# Arica e Iquique



## DixLoquo (Mar 6, 2007)

ARICA

se encuentra ubicada en la Region mas septentrional de Chile, a una distancia de 2.100 km al norte de la capital , Santiago de Chile, tiene un clima desertico costero, con suves temperaturas tanto en verano como en invierno.













































































































IQUIQUE

se encuentra ubicada en la Region de Tarapaca, distante a 1.890 km al norte de Santiago de Chile, tiene un clima similar al de Arica, desertico costero, con temperaturas agradables tanto en verano como en invierno, con algunas lloviznas esporadicas.






















































































































































































Espero que les guste ....

saludos:cheers:


----------



## romanito (May 30, 2006)

Muy buenas estas dos ciudades ....particularmente me gusta mas Iquique;se ve bastante mas desarrrollada que Arica...


----------



## Germinal (Nov 5, 2006)

Esta bonito el threat, pero eso de ponerle como titulo "ex-ciudades peruanas" como que esta de mas...


----------



## alezx (Nov 22, 2006)

Porque le puso ese titulo al thread? oke: :dunno:


----------



## EFRACO (Apr 14, 2006)

Esta bien puesto el nombre.


----------



## egusquizacosta (Mar 9, 2006)

Buen desarrollo de esas ciudades, en lo personal si se hubieran quedado de lado peruano no serias como estas ahora.
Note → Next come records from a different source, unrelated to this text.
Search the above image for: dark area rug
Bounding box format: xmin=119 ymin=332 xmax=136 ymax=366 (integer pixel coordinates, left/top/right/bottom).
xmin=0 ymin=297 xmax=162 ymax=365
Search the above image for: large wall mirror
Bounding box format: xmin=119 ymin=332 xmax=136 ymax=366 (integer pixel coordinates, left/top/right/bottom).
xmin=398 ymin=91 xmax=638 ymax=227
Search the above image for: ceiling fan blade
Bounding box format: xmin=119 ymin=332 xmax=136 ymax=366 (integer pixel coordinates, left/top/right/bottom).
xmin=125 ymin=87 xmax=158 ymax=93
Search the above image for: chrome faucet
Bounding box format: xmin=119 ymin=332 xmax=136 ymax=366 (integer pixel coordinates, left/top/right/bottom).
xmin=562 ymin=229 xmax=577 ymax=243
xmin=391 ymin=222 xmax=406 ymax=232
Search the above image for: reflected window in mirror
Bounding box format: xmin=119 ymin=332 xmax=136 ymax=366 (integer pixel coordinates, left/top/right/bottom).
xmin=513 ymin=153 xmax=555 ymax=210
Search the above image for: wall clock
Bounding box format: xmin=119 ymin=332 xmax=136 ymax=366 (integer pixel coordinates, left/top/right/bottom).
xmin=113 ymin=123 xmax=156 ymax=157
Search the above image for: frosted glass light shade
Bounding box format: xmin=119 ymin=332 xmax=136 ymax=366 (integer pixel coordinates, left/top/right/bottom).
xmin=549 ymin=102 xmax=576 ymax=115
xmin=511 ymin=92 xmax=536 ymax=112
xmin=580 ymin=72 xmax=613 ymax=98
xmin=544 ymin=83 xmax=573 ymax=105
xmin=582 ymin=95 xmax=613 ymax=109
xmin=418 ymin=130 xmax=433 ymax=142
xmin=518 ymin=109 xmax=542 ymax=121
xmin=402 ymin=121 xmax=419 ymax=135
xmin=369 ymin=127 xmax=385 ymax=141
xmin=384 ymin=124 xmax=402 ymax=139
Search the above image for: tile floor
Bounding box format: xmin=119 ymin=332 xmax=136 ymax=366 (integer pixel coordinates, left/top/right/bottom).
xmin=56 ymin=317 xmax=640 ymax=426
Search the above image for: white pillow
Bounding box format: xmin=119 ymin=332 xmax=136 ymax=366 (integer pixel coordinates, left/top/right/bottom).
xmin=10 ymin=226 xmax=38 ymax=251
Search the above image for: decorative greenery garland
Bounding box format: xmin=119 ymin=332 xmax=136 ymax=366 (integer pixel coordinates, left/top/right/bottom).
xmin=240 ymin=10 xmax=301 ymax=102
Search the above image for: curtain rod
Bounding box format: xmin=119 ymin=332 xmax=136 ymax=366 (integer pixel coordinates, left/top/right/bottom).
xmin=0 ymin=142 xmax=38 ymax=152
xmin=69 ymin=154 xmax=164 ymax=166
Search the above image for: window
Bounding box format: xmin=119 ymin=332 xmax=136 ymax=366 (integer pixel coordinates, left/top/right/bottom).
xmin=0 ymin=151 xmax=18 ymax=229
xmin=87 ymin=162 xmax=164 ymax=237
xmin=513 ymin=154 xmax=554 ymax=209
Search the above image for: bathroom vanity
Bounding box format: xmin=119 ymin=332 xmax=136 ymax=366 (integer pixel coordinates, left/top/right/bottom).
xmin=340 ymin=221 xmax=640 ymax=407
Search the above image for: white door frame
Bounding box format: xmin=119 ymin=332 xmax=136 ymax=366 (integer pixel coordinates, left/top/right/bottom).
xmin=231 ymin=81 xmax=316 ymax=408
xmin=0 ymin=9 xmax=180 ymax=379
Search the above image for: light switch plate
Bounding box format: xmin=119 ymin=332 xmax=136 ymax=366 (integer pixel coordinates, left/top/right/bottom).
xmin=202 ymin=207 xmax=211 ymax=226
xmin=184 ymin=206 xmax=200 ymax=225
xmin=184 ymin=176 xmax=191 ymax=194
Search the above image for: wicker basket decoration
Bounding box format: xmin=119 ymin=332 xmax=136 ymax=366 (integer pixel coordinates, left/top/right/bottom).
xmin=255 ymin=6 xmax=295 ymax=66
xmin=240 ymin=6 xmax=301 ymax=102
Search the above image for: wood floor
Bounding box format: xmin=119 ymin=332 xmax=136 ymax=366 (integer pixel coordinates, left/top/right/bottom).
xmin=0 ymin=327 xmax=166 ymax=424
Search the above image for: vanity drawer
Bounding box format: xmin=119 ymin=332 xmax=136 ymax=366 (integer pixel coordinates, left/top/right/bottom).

Bien por Chile


----------



## W!CKED (Apr 3, 2006)

Si están bonitas las ciudades pero el título está de más.


----------



## FerGon (Jun 7, 2004)

Que bonitas espero ver algun dia Tacna como estas ciudades


----------



## Trujillo_Rocks (Nov 25, 2006)

bonitas ciudades... respecto al titulo del thread... tranqui ppl... si lo hizo sanamente no hay porque molestarse y si al contrario lo hizo por fastidiar, no le sigan el juego. 
Particularmente me gustaron las fotos


----------



## DixLoquo (Mar 6, 2007)

cambie el titulo ya que hay personas que se molestaron o causaron sensibilidades, pero creanme que lo hice sin ningun afan mas que mostrar estas 2 ciudades, con pasado peruano y presente chileno.

saludos:cheers:


----------



## perupd (Oct 9, 2005)

A tanto inútil que vive pensando que aun seguimos en guerra con Chile deberían enseñarles estas fotos...y que comparen con las ciudades fronterizas peruanas...para que en vez de ocupar su tiempo en buscar cualquier cosa anti chilena, empiezen a pensar en como solucionar algún problema peruano...Chile nos lleva mucha ventaja en descentralización y en casi todo.


----------



## nekun20 (Feb 6, 2007)

ERROR!! hno: creo que no deberias mostrar fotos de eso, puede herir suceptibilidades, además si vas a mostrar fotos de las ex "ciudades peruanas" por lo menos deberias mostrar las antiguas antes de 1880... por que esas ciudades son chilenas desde 1929... a todo esto se nota que chile tiene bastante empuje, si esas ciudades hubieran seguido siendo peruanas serían pueblos olvidados, en especial iquique.


----------



## skyperu34 (May 25, 2003)

Ostentan un bonito skyline! Si que se han desarrollado muy bien estas ciduades durante el siglo 20...


----------



## pedro1011 (Jan 15, 2005)

No creo que se pueda decir que Arica es una ciudad bonita, pero sí se puede decir que es mucho más moderna que Tacna.
Iquique es otra cosa. No sólo es moderna, sino que además se ve bien.


----------



## Carlos_"U" (Feb 13, 2006)

Ambas ciudades son bonitas y me parecen ordenadas... en lo personal me gusta más Iquique, se ve más desarrollada


----------



## CessTenn (Jul 10, 2006)

Bonitas fotos, me gustaron las 2 ciudades. Creo que deberiamos seguir este ejemplo de descentralizacion!


----------



## Trickmetwice17 (Dec 2, 2005)

egusquizacosta said:


> Buen desarrollo de esas ciudades, en lo personal si se hubieran quedado de lado peruano no serias como estas ahora. Bien por Chile


hno: sip la mera yo tbn pienso eso hno: pero bueh es en si un ejemplo a seguir :banana: porke son ciudades muy bonitas, limpias y desarroladas ahora 


Saludos :banana:


----------



## friendLima (Jun 21, 2004)

*coincido 90% contigo Nekun20....*



nekun20 said:


> *ERROR!! hno: creo que no deberias mostrar fotos de eso, *puede herir suceptibilidades, además si vas a mostrar fotos de las ex "ciudades peruanas" por lo menos deberias mostrar las antiguas antes de 1880... por que esas ciudades son chilenas desde 1929... a todo esto se nota que chile tiene bastante empuje, si esas ciudades hubieran seguido siendo peruanas serían pueblos olvidados, en especial iquique.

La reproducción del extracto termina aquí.